Questionnaire design is a crucial step to accurately capture relevant dimensions of the crisis. Given the crisis was unfolding and with limited existing data, we designed the questionnaire to cover a diverse spectrum of developmental themes. These included education, livelihoods, health, remittances and market access. Given the short interview time, the diversity of themes limited in-depth exploration. Once the data was analyzed, it became clear that the survey population faced more challenges in certain sectors more than others, warranting a more in-depth exploration of those themes to better guide developmental interventions. For example, in South Sudan, more than 90 percent of the households were afflicted by illnesses over the past 3 months. While the questionnaire explored details of the most recent illnesses in the household, the depth of the health module did not allow for drawing specific, targeted health interventions. In hindsight, Additional information on household-member specific and less recent illnesses would have been valuable. The collected data also showed that remittances were not severely affected in South Sudan. Fewer questions on remittances could have made space for the more detailed questions on health. The challenge is that it is not possible to make such choices a priori, especially in data-scarce, unfolding crisis situations.
The way forward
The RERS has shown to gather data in a timely and cost-effective manner under crisis situations but the experience also reveals that we need a system that would help modify questions on the fly based on the data trends. That’s where adaptive questionnaire design can help. The main premise is to allow the questionnaire to change over the course of data collection. The questionnaire starts with a broad range of developmental themes, with preliminary questions about the extent to which the population is affected in each theme. After about 500 interviews, data trends will indicate the developmental themes where the population is affected most. Less relevant themes can be eliminated (marked grey below), and more relevant themes can be explored in increasing detail (marked green). Even saving 5 minutes from skipping preliminary questions on irrelevant themes, creates crucial space for more relevant ones in a rapid, 20-minute interview. The questionnaire can be updated in this way after every 500 interviews.

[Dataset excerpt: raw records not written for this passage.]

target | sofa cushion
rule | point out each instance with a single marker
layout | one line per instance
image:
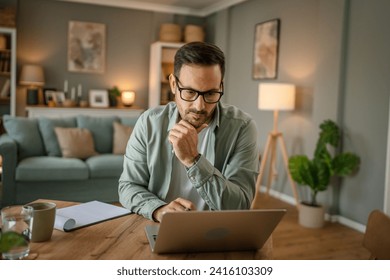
(120, 138)
(25, 132)
(105, 166)
(46, 127)
(51, 169)
(75, 142)
(129, 121)
(101, 129)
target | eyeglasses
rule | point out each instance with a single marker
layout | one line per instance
(190, 95)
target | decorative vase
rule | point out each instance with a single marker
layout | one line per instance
(311, 216)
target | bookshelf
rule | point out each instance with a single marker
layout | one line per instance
(7, 70)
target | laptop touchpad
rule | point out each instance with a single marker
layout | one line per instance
(217, 233)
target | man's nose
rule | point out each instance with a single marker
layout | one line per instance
(199, 103)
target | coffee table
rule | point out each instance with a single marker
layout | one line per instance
(122, 238)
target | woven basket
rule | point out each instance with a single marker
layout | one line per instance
(193, 33)
(170, 32)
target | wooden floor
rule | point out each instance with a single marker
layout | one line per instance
(294, 242)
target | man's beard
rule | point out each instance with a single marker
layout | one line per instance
(197, 122)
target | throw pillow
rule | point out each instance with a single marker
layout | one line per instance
(46, 126)
(101, 129)
(25, 133)
(75, 142)
(121, 136)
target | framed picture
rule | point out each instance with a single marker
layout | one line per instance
(266, 48)
(98, 98)
(86, 47)
(48, 95)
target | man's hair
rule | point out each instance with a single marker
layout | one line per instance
(199, 53)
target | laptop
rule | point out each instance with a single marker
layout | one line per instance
(213, 231)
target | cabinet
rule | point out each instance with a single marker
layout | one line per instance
(161, 65)
(7, 71)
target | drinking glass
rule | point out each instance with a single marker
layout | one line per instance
(17, 219)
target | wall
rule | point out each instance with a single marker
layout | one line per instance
(42, 38)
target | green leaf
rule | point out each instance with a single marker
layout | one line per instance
(11, 239)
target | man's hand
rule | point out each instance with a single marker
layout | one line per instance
(179, 204)
(184, 139)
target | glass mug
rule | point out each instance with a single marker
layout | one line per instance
(17, 219)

This design fits well with the RERS methodology that has proven to be feasible. Training enumerators on the full questionnaire beforehand can allow quick adaptation of relevant and irrelevant topics. The design will create systematically missing values for detailed questions in interviews conducted at the beginning of data collection and for explorative questions later in the implementation. The random sequence of interviews, however, ensures that the missing data is not biased and, thus, can be analyzed by ignoring missing values. The call center set-up of the RERS allows for meeting sample size requirements for different topics at virtually no extra cost.